POÈME CHORÉGRAPHIQUE

Les amants du Nil donnèrent à Shakespeare la matière à un drame passionnel. Hollywood s'en emparé à plusieurs reprises, notamment pour le mythique film de Mankiewicz dont la musique composée par Alex NORTH nous accueille lorsque nous entrons dans la salle du Théâtre de la Bastille. Une ambiance de péplum avec ses accents grandiloquents qui contrastent avec la scénographie d'Angela Rocha : une longue bande de tissu qui descend en fond de scène avant de revenir sur le devant, un mobile avec 4 sphères bleues et jaunes, un banc avec une platine disque et la pochette du Cléopâtre de 1963.

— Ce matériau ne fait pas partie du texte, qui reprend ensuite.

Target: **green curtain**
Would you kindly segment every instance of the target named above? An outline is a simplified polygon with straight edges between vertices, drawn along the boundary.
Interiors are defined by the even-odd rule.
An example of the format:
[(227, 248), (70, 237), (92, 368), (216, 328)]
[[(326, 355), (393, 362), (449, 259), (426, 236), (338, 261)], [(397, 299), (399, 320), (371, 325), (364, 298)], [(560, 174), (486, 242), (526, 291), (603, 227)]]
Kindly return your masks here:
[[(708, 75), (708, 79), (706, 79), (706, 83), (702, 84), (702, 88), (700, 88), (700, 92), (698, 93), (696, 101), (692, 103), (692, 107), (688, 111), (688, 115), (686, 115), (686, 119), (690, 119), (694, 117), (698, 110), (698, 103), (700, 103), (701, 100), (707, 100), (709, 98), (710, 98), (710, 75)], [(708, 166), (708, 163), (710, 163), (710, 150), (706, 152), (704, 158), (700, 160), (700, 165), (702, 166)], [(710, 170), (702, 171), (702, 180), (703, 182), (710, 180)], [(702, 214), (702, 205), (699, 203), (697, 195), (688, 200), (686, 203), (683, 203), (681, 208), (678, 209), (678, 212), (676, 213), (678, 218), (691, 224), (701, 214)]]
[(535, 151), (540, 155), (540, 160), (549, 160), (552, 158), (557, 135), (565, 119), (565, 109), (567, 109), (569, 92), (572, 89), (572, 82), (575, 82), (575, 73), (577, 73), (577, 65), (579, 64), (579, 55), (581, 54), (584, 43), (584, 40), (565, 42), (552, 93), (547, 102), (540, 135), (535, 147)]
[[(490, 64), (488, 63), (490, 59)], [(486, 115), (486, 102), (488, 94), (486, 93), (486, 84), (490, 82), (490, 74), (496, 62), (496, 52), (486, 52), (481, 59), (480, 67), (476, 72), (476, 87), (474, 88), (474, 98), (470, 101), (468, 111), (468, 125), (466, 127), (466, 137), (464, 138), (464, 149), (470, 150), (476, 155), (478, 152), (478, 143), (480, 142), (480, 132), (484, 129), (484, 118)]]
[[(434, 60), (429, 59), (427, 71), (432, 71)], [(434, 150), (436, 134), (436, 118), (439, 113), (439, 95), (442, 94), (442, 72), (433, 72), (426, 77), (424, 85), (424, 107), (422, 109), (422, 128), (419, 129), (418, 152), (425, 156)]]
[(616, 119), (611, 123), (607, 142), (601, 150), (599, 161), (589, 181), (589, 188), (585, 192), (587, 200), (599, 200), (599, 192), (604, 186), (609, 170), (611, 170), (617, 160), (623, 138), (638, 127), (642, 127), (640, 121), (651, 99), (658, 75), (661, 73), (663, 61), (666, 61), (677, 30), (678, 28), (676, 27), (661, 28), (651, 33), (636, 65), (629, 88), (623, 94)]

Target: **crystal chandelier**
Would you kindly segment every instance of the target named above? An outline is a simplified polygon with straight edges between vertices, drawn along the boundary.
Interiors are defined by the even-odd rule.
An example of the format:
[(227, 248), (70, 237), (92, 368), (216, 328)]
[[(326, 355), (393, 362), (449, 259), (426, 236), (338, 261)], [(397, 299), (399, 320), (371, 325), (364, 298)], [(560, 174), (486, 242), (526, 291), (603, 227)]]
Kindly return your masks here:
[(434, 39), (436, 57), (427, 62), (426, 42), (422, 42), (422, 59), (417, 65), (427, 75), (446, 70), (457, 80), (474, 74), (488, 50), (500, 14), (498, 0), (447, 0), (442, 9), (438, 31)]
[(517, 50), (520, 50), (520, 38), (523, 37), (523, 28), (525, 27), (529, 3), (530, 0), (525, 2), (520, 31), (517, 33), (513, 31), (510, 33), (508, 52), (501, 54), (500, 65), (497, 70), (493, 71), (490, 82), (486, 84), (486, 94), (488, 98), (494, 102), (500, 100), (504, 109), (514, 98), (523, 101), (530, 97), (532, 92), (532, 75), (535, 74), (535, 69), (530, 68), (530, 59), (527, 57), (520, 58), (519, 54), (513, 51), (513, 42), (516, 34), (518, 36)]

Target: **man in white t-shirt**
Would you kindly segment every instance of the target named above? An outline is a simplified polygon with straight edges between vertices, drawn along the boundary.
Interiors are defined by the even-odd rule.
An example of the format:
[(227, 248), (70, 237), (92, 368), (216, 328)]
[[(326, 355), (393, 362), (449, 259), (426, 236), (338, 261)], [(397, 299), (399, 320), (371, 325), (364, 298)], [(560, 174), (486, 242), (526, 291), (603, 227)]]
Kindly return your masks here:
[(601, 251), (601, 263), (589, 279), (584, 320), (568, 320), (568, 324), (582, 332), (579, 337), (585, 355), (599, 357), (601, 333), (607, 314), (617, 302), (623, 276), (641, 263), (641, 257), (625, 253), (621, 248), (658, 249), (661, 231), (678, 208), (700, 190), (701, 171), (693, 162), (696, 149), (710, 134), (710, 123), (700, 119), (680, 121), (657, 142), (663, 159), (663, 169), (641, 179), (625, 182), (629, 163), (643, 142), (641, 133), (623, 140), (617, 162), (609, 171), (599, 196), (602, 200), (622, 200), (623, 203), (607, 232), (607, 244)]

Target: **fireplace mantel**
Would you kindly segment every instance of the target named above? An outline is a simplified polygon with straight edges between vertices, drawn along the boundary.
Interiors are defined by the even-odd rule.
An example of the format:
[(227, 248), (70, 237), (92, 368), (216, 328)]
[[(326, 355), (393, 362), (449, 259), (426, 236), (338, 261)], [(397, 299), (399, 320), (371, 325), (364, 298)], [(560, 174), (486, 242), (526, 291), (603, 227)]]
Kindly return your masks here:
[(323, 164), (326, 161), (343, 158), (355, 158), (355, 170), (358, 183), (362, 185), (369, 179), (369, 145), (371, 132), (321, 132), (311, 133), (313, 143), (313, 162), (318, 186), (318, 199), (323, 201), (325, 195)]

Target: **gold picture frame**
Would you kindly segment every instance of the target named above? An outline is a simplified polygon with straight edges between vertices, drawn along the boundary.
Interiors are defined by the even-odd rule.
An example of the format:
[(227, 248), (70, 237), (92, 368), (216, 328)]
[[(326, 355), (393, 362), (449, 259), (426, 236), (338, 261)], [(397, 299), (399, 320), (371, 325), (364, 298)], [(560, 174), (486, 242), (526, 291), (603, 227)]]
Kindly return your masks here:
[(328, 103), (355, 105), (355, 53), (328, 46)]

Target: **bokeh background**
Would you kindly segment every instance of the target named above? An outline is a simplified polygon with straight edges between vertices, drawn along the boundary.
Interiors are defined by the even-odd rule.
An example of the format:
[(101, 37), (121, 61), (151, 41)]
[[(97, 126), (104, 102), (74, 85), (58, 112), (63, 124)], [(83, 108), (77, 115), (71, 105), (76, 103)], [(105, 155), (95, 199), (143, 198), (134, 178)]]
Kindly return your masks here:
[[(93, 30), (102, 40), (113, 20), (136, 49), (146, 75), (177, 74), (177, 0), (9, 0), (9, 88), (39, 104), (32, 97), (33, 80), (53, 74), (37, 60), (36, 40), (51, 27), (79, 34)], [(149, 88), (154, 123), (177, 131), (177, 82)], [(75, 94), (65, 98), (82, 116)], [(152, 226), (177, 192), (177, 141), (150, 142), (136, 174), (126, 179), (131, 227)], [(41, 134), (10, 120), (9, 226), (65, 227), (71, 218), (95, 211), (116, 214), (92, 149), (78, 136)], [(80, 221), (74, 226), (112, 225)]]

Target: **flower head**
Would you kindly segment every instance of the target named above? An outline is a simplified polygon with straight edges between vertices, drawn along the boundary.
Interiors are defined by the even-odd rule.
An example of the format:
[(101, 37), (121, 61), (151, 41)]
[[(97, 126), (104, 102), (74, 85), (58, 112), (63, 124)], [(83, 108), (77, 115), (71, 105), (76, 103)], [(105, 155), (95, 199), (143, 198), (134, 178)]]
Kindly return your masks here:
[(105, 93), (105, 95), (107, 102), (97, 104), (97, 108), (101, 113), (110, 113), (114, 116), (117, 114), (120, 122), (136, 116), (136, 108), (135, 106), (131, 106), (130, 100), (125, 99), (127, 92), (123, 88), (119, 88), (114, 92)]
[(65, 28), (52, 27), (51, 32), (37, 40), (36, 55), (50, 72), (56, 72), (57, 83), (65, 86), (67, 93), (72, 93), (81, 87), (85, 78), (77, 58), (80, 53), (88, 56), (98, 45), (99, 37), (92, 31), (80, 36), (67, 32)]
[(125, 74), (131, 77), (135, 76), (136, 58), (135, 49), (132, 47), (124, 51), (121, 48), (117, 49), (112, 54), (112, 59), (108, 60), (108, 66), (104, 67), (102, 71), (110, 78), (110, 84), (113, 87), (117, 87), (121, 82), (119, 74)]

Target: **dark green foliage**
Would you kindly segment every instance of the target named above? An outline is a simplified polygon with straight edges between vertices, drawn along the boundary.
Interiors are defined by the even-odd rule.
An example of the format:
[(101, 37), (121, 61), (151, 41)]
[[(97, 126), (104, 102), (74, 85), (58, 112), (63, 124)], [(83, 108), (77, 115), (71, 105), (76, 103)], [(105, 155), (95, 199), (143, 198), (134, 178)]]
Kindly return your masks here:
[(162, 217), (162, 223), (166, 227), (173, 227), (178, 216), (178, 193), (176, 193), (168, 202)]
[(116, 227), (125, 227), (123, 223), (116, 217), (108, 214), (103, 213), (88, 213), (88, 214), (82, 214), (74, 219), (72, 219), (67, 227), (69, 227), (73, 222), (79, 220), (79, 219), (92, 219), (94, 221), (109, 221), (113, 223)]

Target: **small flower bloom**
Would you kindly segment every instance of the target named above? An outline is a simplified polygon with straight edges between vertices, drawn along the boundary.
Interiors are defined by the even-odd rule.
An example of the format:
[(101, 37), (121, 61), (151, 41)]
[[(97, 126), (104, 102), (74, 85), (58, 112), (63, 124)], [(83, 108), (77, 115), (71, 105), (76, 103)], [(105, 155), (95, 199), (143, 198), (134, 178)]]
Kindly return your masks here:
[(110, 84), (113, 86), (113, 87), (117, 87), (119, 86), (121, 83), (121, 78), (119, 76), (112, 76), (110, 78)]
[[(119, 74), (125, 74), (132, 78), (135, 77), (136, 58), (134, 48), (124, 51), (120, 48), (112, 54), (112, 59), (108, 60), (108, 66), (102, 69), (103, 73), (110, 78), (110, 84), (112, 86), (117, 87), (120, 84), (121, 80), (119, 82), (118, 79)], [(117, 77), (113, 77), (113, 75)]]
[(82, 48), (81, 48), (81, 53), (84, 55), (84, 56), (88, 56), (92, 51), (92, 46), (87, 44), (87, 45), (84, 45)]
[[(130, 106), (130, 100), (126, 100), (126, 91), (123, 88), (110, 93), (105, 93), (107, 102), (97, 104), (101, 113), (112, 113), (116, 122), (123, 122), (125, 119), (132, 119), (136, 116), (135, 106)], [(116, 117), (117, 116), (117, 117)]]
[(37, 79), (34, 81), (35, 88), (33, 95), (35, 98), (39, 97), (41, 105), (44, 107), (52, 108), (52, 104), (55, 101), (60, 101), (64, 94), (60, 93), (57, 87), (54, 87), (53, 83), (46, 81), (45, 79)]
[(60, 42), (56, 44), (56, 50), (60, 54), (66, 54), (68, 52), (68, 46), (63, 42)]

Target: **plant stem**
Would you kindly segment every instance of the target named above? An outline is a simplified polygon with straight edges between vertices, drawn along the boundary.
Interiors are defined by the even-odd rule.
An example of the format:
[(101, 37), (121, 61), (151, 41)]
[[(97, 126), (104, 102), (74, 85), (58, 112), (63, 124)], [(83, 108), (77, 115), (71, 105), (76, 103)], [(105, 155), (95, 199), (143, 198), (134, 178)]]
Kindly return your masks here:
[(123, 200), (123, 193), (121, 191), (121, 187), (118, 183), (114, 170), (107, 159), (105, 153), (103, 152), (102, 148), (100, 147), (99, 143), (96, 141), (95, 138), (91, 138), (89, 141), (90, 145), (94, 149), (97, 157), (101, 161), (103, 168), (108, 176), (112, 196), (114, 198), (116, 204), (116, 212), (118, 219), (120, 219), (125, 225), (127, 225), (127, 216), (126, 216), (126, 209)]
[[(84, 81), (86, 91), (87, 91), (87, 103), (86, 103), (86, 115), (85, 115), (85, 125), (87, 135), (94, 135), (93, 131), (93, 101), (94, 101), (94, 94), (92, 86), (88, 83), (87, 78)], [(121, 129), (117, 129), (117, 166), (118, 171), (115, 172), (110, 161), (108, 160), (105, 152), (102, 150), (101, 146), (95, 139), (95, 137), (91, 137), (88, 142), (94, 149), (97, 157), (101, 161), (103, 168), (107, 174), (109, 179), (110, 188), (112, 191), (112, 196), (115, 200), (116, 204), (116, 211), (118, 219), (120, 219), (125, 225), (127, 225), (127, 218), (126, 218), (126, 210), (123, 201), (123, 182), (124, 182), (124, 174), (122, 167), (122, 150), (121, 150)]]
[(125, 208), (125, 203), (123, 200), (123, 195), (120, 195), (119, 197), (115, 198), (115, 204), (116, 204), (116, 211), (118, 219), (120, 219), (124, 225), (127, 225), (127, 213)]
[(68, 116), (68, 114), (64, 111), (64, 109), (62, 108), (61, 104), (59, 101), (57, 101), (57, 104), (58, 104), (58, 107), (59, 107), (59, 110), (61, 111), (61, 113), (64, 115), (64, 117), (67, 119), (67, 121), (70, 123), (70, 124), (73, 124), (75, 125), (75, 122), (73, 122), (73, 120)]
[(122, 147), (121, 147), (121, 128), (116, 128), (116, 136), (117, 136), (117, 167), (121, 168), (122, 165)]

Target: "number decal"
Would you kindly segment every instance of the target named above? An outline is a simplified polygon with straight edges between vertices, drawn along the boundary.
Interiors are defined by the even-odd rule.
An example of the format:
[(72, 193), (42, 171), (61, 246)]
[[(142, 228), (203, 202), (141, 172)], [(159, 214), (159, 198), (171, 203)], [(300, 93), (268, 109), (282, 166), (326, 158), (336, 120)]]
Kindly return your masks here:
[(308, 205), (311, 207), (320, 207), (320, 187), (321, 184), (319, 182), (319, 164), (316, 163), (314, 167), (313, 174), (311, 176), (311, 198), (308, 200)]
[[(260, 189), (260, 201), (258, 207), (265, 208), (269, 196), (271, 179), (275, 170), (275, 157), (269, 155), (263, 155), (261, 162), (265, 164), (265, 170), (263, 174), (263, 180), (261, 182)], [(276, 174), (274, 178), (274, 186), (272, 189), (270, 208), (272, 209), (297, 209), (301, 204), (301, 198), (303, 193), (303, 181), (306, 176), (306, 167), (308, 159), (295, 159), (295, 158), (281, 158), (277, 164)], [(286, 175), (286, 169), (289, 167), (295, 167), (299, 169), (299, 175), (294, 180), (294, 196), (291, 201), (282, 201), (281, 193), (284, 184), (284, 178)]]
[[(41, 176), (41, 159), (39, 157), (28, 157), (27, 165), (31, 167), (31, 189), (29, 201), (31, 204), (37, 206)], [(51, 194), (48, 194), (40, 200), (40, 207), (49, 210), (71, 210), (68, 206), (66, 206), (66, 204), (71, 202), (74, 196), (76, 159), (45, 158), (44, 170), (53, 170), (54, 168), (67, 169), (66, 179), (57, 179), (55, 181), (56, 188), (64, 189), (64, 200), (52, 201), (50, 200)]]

Sur scène deux comédiens pour dire le texte et le danser, comme un long poème envoûtant dit sur un pas de deux. Un texte original dans tous les sens du terme. Ceux qui s'attendent à entendre Shakespeare seront déçus ou surpris. Peut-on imaginer Antoine sans Cléopâtre ? Cléopâtre sans Antoine ? Elle voulait le séduire pour asseoir son pouvoir sur l'Egypte malgré Rome. Il voulait faire d'elle une alliée politique pour contrer ses adversaires suite à l'assassinat de Jules César. Ils tombèrent amoureux. Un amour embelli, magnifié, transcendé par les fictions auxquelles leur histoire donna naissance, devenant un mythe comme Abélard et Héloïse, Roméo et Juliette, Richard Burton et Elisabeth Taylor.

Tiago RODRIGUES s'inspire du texte de SHAKESPEARE et  pour en faire une matière mouvante, un mouvement rythmé et envoûtant, une musique, comme une mélopée obsessionnelle. Sofia DIAS et Vitor RORIZ ne jouent pas Antoine et Cléopâtre. Ils ne sont ni l'un ni l'autre et sont l'un et l'autre. Antoine voit l'avenir dans les yeux de Cléopâtre. Cléopâtre voit l'avenir dans les yeux d'Antoine. Ils se répondent, s'écoutent, de mélangent, se séparent, se retrouvent comme deux aimants. Dans un mouvement de marionnettistes ils s'attirent, s'entremêlent, se défont.  Dit en français avec une pointe d'accent, avec parfois des hésitations légères qui évoquent la fragilité de l'avenir de ces amants terribles, ce chant chorégraphié est comme un songe, un rêve éveillé.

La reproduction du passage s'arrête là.